Personal a/b, a/b/n... study repo.
The electronic house company is an online commerce (e-commerce) that sells various computer products for homes and offices. Customers can purchase from smaller equipment such as mice, headphones and hdmi cables to computers and laptops through the company's website, after purchase the products arrive in the comfort of their homes.
The ux designers team has been working on a new sales page with the objective of increasing the sales rate of a product in the store, this product is the bluetooth keyboard. The product manager said that the average page conversion rate is 13% and he expects a 2% increase in conversion from the new page being developed.
The bluetooth keyboard can be purchased for 4,500 in cash or 12 interest-free installments on your credit card.
But before actually changing the page when it is developed, the product manager would like to test the effectiveness of the page on a smaller group of customers in order to avoid possible drops in conversion or whatever other problems the page may have in production.
Before the new page goes into production, it will be tested on a smaller group of customers in order to avoid risks such as a drop in conversion and others, but it will be possible for this smaller group to calculate the potential and expected revenue rates of this new page!
For this problem, the success metric is "conversion rate", based on status quo conversion (12%) the P.M. expects a new conversion based on ux designers team new page. The expected new conversion is 15% ([13% status quo] + [2% of new page]) for bluetooth keyboard.
The word conversion has several meanings, for this specific problem it is precisely the purchase, "the purchase of the bluetooth keyboard".
For this problem, the success metric is the "price" or "number of itens purchases" not a proportion (0.15% -> 0.03% Lift), is a absolute number, (100 is the price sales mean for page A). The expected new price sales mean is 110 (status_quo * 1.10). Same problesm but with other expected metric for A/B Testing.
For this problem, whe working with several page titles, based on all page titles let's answer the question, which is better ?.
Why AB Testing ?
You do a/b tests in order to improve a business metric for example a click conversion rate (CTR), sales, views or others. To improve these metrics, several techniques are developed, in the world of ux and design, the creation of new pages, color changes or other factors that influence the click, purchase or other metric that you are trying to improve with the elaboration of the new page.
Top 5 E-commerce metrics:
- CTR / Click Through Rate. Total of new customers per button click or similar.
- CVR / Sales Conversion Rate. Total of new customers per successful sale.
- CLF / Customer Lifetime Value. Total revenue acquired by a customer.
- CAC / Customer Aquisition Cost. Price for aquisition of each client.
- CAR / Cart Abandoned Rate. Why are customers abandoning carts??
For this problem, one way to solve is using ab test or other ab test approaches like multi armed bandits.
If do not have Data, its necessary to perform a Experiment Design step to infer number of samples and tools to segment the population into two groups called control and treatment. In this case, the samples were previously collected.
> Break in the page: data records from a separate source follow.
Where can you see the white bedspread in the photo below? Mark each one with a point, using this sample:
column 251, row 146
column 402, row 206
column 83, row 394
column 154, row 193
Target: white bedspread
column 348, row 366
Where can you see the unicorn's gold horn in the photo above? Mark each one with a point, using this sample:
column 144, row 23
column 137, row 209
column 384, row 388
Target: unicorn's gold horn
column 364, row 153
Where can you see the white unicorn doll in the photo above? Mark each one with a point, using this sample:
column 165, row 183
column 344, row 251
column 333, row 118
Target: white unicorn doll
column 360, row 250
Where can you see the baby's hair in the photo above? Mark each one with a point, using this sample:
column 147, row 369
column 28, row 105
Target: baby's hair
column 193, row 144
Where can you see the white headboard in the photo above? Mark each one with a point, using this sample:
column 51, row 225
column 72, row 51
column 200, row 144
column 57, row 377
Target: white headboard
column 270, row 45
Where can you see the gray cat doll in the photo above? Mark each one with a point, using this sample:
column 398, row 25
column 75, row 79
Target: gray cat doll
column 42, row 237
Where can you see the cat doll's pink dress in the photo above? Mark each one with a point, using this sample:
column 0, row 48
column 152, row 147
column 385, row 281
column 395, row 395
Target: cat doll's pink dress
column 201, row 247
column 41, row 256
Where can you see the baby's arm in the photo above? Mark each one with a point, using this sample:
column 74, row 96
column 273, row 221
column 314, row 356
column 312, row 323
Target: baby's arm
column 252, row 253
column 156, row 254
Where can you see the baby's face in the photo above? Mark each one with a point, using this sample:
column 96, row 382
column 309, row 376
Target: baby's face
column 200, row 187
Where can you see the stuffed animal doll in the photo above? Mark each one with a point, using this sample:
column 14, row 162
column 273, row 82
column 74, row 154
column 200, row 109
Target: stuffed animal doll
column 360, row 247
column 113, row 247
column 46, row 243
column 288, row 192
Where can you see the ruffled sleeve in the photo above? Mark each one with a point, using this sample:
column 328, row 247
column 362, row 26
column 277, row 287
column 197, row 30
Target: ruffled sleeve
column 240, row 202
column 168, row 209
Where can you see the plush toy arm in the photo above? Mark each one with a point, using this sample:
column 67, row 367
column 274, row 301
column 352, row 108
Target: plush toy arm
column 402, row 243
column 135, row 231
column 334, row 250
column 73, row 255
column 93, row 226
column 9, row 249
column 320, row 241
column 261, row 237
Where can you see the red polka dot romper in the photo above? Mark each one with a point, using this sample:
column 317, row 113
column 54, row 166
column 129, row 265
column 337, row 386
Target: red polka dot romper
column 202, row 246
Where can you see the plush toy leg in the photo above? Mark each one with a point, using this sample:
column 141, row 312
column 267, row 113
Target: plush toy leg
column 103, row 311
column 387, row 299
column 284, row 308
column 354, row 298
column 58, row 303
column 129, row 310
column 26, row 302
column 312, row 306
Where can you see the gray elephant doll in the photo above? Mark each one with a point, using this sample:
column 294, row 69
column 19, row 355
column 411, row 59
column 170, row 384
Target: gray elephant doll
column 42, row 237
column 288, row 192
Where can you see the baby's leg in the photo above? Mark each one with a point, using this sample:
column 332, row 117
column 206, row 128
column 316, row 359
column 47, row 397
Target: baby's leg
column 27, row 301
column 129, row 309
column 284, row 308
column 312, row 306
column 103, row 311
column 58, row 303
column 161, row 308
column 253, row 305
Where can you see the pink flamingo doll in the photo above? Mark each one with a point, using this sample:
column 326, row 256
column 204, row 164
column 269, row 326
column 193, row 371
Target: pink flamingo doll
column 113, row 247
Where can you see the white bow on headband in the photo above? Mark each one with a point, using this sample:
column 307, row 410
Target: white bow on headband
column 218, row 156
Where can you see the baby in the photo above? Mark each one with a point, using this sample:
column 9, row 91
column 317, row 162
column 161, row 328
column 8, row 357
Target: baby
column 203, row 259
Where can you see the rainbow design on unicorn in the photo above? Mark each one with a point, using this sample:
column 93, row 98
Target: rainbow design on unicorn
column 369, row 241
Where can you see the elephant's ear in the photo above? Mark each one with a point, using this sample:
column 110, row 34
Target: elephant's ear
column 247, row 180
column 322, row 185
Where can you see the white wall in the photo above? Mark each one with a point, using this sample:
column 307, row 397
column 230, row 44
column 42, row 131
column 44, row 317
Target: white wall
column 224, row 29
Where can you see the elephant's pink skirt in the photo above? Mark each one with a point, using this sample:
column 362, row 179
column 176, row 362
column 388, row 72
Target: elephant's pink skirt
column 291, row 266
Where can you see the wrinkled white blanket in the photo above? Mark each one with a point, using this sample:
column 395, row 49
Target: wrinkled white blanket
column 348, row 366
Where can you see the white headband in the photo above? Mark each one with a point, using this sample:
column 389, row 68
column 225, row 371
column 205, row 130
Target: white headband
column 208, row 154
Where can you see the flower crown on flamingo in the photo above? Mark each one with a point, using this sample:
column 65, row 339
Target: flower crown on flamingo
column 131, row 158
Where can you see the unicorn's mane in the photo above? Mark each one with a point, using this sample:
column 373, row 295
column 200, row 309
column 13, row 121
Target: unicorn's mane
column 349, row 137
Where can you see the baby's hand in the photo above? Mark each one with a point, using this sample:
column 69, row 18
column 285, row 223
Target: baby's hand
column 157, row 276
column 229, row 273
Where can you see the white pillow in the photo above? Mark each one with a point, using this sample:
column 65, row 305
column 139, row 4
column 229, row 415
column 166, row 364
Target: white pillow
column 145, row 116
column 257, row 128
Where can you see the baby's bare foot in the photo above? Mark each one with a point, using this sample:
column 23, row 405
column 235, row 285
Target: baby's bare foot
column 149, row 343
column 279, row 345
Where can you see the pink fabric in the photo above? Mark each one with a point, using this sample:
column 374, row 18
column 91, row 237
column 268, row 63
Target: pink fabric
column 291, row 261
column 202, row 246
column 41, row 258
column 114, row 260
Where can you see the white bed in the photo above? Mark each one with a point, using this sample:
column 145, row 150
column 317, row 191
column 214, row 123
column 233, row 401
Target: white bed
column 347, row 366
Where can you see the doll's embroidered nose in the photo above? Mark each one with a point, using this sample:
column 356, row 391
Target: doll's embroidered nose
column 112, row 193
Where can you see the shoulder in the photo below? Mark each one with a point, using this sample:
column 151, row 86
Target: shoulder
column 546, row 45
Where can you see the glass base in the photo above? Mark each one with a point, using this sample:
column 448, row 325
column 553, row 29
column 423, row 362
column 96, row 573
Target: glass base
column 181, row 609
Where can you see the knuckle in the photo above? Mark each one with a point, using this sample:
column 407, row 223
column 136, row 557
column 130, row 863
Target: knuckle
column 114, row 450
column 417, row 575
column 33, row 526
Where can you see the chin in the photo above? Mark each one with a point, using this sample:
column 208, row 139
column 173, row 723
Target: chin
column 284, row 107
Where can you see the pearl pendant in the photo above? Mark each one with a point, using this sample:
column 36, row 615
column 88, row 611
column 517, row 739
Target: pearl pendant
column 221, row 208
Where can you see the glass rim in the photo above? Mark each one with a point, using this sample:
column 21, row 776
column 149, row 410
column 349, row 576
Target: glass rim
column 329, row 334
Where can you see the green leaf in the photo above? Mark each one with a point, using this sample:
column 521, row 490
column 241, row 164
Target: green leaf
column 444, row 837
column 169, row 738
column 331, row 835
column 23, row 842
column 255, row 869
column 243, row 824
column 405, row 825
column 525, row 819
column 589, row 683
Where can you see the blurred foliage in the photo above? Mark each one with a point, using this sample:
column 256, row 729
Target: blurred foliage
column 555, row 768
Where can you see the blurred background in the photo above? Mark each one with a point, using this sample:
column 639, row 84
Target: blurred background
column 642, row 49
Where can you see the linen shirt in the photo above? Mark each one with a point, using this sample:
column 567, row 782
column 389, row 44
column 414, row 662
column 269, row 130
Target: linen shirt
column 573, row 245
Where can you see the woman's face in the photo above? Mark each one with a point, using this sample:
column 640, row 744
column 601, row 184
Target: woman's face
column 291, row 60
- Descriptive Statistical.
- This is the first step after you get the dataset, in this step you make simple cleanings like removing duplicates rows, erros on public segmentation and others cleanings, and see some statistical status when possible.
- Exploratory Data Analysis.
- In this step you make some analysis on data and metric observed on the public segmentation experiment, the analyzes in this case are the visualization of the obtained distributions and some validations of homogeneity.
- Experiment Design.
- Focus on previos hypothesis definition validation, setup the parameters of test, re-sample if necessary, compute explcit metrics, select and apply inference statistical test and translate results to money!.
If do not have Data, its necessary to perform a Experiment Design step to infer number of samples and tools to segment the population into two groups called control and treatment. In this case, the samples were previously collected.
Same steps of proportion test
- Descriptive Statistical.
- This is the first step after you get the dataset, in this step you make simple cleanings like removing duplicates rows, erros on public segmentation and others cleanings, and see some statistical status when possible.
- Exploratory Data Analysis.
- In this step you make some analysis on data and metric observed on the public segmentation experiment, the analyzes in this case are the visualization of the obtained distributions and some validations of homogeneity.
- Experiment Design.
- Focus on previos hypothesis definition validation, setup the parameters of test, re-sample if necessary, compute explcit metrics, select and apply inference statistical test and translate results to money!.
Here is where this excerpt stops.